All but a few of the covers are in 9"X11 1/2" Mylar 3-hole punched sleeves. (Most of the covers are 8"x10 3/4."  A very few  larger covers are not in Mylar-NYT Magazine is 9 1/4" x 11 1/2" and Rolling Stone is 10" x 12").  In the exhibit on the 2000 campaign the covers were organized in three blocks--Bush, Gore and Post-Election--of about sixty each (4 columns, 15 rows) pinned directly to the sheetrock wall.  As that direct approach may not be possible, a good alternative is to clip the covers in their Mylar sleeves to strings or wires run in parallel rows.  Alternatively they could be pinned to large sheets of foam core or to a soft backing.  The exhibit should be in a gallery or relatively secure space (possibly behind plexiglass or in an exhibit case or window) to prevent theft.  It would be possible to use only part of the material, for example a Bush-only exhibit or a road to the Democratic nomination exhibit.  Coinciding with the exhibit, it would be interesting to organize a lecture or seminar with some of the people who develop these covers.

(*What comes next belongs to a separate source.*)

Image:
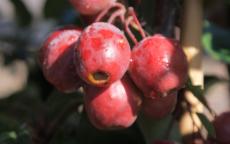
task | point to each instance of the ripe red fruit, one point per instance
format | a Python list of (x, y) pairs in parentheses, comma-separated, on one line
[(159, 107), (222, 128), (158, 66), (91, 7), (102, 54), (56, 59), (113, 107)]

To help or offer suggestions please contact Eric M. Appleman at the coordinates above.

1. The two other major newsweeklies took a different approach for the Sept. 24, 2001 issues.  Newsweek ran a photo of firemen raising the flag amid rubble and the caption "God Bless America."  USN&WR ran a photo of WTC wreckage and the caption "Under Siege."

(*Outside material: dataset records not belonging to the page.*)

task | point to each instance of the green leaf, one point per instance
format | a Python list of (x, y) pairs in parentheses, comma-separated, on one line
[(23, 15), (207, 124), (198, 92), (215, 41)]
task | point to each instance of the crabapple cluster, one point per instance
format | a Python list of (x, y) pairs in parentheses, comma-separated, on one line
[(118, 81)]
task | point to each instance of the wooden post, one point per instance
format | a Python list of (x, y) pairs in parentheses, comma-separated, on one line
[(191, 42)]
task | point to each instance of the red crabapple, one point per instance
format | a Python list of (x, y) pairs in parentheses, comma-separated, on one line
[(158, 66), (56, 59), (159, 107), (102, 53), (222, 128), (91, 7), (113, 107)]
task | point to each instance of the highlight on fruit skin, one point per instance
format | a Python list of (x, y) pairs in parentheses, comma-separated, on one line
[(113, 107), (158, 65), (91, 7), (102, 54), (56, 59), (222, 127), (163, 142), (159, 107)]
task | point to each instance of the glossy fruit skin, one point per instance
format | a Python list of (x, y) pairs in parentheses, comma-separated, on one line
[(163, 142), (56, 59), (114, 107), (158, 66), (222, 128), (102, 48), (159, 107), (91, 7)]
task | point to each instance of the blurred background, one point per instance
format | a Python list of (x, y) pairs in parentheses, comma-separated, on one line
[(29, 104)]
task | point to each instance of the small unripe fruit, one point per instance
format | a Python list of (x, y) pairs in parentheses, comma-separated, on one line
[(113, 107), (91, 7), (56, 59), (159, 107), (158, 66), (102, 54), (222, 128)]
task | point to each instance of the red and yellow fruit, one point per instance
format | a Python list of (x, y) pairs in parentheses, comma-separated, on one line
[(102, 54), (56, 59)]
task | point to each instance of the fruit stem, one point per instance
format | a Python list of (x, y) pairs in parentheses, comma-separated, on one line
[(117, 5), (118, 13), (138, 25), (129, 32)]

2.  The Charles Ommanney photo on the cover of the Sept. 6, 2004 issue of Newsweek generated varied responses from readers.  In the Sept. 20 letters, Bruce Wallin of Pacific Palisades, California wrote, "Your Sept. 6 cover was perfect.  You somehow managed to capture in one photograph, the fearless leader Bush's supporters adore and the cocky dunce his detractors revile."  However Robert Shive of St. Charles, Missouri had a different opinion.  "It's hared to imagine a more unflattering picture than your cover photo of George W. Bush," he wrote.


-Dec. 2004 rev.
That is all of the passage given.